People say funny things. Sometimes inane, inflammatory, loving or just pointless. My favorite is when a simple comment is made that unwittingly alters the listeners reality. I think it happens more frequently than expected.
Years ago when I was young and (more) troublesome I was complaining about a project. My friend and coworker was listening. He turns to me, “Someone once said character is continuing on when you don’t want to anymore.” It affected me deeply that day. I incorporated that quote into my life. I buckled down and got the project done. Several years late I told him how significant of an impact it made. H just looked at me with a blank stare. There was no recollection. Life’s great.
Most of the time it’s more obvious that some quote has meaning. It’s usually because it is sourced to some philosopher or other well-established person in history. My favorite quote is the work of Aristotle. I’m sure he has no clue it’s changed my life, but that doesn’t change that I’m happy he said it.
We are what we repeatedly do.
I can stop it right there. I don’t need the rest. I’m going to throw out another quote from The Root’s newest album. “The Devil want me as is, but God he want more.”
I’m not religious and don’t think that quote has anything to do with religion. God and Devil are just common pro- and antagonists.
The enemy of success is repeatedly continuing action that hasn’t been good enough in the past.
You must always want more, and repeatedly strive to do more and be better. That is what excellence is. You must practice excellence.
Deliberate practice is what allows this to happen. I don’t mean just in the subject matters more relevant. We are what we repeatedly do. Not repeatedly do for work.

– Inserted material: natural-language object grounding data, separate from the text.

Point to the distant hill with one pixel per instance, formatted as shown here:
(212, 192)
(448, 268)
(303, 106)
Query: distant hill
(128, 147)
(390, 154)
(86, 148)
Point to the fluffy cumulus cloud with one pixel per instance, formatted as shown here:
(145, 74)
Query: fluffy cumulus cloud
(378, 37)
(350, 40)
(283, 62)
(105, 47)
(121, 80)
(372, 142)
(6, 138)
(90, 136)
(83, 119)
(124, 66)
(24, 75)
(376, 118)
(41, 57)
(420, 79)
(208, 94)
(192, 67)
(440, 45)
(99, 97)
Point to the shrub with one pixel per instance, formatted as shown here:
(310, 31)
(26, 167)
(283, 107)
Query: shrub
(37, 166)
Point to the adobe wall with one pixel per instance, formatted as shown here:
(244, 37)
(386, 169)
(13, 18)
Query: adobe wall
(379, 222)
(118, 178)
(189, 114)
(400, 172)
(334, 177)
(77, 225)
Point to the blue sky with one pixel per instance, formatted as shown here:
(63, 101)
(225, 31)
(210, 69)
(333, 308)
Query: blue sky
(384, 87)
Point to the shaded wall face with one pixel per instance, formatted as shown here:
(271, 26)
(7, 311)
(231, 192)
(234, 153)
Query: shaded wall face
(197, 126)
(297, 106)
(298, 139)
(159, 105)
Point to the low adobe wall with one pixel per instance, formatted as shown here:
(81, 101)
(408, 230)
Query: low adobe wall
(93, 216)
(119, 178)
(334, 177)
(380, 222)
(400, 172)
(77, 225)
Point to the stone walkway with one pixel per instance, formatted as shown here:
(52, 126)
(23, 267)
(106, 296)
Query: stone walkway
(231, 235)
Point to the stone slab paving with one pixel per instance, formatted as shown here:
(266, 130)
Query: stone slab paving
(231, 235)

Do. Be excellent in all aspects. Never settle for second best. It’s hard, but it’s a habit.
Often I hear people think that any master of any industry has talent. That talent is what explains their rapid and impressive ascent. Wrong. They practice.
More quotes. Thomas Edison, who is a master of success, said “Success is 10 percent inspiration and 90 percent perspiration”. He’s right but I don’t believe perspiration alone contributes to anything resembling success. It has to be guided. It has to be deliberate. It must be purposeful.
Failure is inevitable without practicing things related to, but not directly the same as, what life demands for success.
James Altucher has written many pieces that talk about how diligently he reads and studies on subjects. Any subject that is relevant to his being. This is a man who has obtained expert status in a variety of fields. He has deliberately and methodically worked his way through a staggering amount of material.
He doesn’t fixate on the task at hand, but the entire ecosystem. The forest first, and then the trees.
It’s a struggle for me. A struggle for me to justify the time spent. A challenge to not be content just enjoying a weekend. I feel I must study more. I have a compulsive demand to continue learning and continue practicing. I sometimes feel guilty.